Солнце клонится к закату, и скоро мой маленький секретарь прибежит позвать меня к вечерней молитве. Наш медикус говорит, что мне вредно проводить столько времени в храме, там холодный мрамор на полу и слишком жесткие для моей спины скамьи. Он настаивает, чтобы я проводил время для молитвы в своей келье, и настоятель кляштора, отец Тадеуш, даже готов освободить меня от исполнения обетов. Но что я стану делать тогда.
Золотые лучи лежат почти параллельно земле, сквозят через ветки пушистых венетских сосен. Здесь такой покой, что хочется верить: мир устоит, даже если… (окончание утеряно)
Хальк прочел письмо и осторожно сложил и спрятал в конверт ломкие листы. Поглядел на размытые печати на обратной стороне. Судя по штемпелю генуэзского почтамта, отправлено в прошлом сентябре, а теперь, слава богу, август. Почти год прошел, черт бы побрал митральезскую почту.
Можно ли надеяться, что Майронис его дождался? Хотелось бы в это верить.
Сквозь уличный шум, доносящийся из распахнутого окна, сквозь трамвайные звонки с бульвара, собачий лай и шарканье дворницкой метлы он услышал звук поворачивающегося в замке ключа. Должно быть, Марина пришла со своей не то выставки, не то ярмарки, -- она объясняла перед уходом, а он не понял и не стал вникать. Бывает, что человеку нужно выгулять собственное литературное реноме. У нее там поклонницы, поклонники, издатели и еще бог знает кто. А тут надоевшая до чертиков квартира, уборка, вечный «мартен» из плиты и пишущей машинки, и дражайший супруг – сидит сычом, глянуть страшно, не то что заговорить.
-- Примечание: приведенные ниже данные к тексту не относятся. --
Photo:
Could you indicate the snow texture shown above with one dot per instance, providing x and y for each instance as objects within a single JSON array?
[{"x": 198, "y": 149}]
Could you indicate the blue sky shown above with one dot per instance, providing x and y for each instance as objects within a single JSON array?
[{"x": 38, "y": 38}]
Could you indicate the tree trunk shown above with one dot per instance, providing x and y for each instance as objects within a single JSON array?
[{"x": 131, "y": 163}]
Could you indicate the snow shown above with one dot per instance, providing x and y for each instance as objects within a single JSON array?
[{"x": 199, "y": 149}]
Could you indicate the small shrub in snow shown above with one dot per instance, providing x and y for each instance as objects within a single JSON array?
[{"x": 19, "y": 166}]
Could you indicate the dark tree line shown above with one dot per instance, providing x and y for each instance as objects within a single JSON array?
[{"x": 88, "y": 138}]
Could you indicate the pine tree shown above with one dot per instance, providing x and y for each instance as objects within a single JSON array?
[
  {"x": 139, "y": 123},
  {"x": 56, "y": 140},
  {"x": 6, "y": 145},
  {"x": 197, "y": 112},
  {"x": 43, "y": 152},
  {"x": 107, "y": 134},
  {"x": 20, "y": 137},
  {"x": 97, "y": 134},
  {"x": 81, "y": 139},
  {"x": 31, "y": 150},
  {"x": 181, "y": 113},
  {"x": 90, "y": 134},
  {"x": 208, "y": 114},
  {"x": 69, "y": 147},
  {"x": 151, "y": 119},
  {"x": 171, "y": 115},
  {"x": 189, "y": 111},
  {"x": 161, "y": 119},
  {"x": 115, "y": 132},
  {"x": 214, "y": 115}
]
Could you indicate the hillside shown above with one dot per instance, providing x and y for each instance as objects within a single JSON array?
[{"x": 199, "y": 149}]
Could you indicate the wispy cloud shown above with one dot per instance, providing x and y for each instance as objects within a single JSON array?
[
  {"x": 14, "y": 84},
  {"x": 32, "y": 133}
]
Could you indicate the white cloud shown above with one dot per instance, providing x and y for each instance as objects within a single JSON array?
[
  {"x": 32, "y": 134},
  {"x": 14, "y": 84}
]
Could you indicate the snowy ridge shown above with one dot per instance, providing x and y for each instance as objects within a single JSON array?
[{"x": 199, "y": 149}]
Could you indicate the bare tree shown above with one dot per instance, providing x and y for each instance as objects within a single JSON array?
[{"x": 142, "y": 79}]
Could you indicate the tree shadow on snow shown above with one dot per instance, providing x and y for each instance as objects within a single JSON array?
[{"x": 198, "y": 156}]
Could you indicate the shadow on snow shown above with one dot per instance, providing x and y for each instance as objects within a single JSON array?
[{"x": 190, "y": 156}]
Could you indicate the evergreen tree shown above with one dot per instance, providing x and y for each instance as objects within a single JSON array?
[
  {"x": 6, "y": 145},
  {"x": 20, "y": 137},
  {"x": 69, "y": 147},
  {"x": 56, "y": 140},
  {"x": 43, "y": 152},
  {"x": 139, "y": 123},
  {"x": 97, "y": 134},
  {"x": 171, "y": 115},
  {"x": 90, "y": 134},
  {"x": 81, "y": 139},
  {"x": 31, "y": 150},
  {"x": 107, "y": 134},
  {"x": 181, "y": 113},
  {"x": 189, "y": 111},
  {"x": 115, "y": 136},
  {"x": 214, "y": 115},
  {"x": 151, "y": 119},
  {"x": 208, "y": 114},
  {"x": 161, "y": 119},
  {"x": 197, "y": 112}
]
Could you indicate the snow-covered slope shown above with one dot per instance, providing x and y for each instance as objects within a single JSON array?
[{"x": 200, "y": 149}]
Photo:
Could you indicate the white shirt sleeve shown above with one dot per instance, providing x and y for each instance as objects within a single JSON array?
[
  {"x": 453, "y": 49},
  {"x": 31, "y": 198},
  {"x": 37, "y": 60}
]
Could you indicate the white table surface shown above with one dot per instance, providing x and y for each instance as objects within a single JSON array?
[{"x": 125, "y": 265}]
Но эта самая не то выставка, не то ярмарка началась что ли в полдень, а сейчас уже дело к вечеру. А он даже забыл, что уже можно начинать волноваться. Скотина бесчувственная. Сейчас достанется ему на орехи.
-- Марина?
Она сидела в прихожей на пуфике, бессильно уронив между колен руки, и даже сквозь оранжевый теплый свет лампы под потолком была видна неестественная бледность, заливающая ее лоб и щеки.
-- Тебе нехорошо? Воды принести?
-- Ковальский, иди к черту, -- проговорила мона Пестель устало. – Обойдусь я без твоего дешевого сочувствия.
-- Как скажешь.
Марина безразлично пожала плечом. Так и тянуло выдавить из себя какую-нибудь гадость, затеять омерзительную базарную склоку – в конце концов, женщина она или где?! – но даже и на это не было сил. Она даже и не подозревала, как устала – не от прогулки по городу, а вообще.
За все эти годы.
За все эти годы, черт подери, может она получить хоть сколько-то обычного человеческого сочувствия. Без выкрутасов, без этого сложного лица, без словесной пикировки. Честное слово, хуже нет, чем два литератора на одной жилплощади. Пауки в банке, должно быть, и то куда искреннее друг с другом.
Зашуршала бумага. Марина подняла глаза.
-- Письмо?
-- По всей видимости, мне придется уехать, -- сказал он осторожно, не представляя, как она к этому отнесется.
-- И это, конечно же, важно и срочно.
-- Важно и срочно. И боюсь, что уже поздно. Это письмо шло почти год, представляешь?
-- Нет, -- сказала она. Сбросила с ног опостылевшие туфли; стукнули, ударяясь об пол, каблуки. Мигнула под потолком лампочка, на секунду озаряя коридор ярко-белым, мертвенным светом. Пошатываясь, Марина поднялась с пуфика, взмахнула руками, будто пытаясь взлететь – а потом неловко, боком, сползла по стене на пол.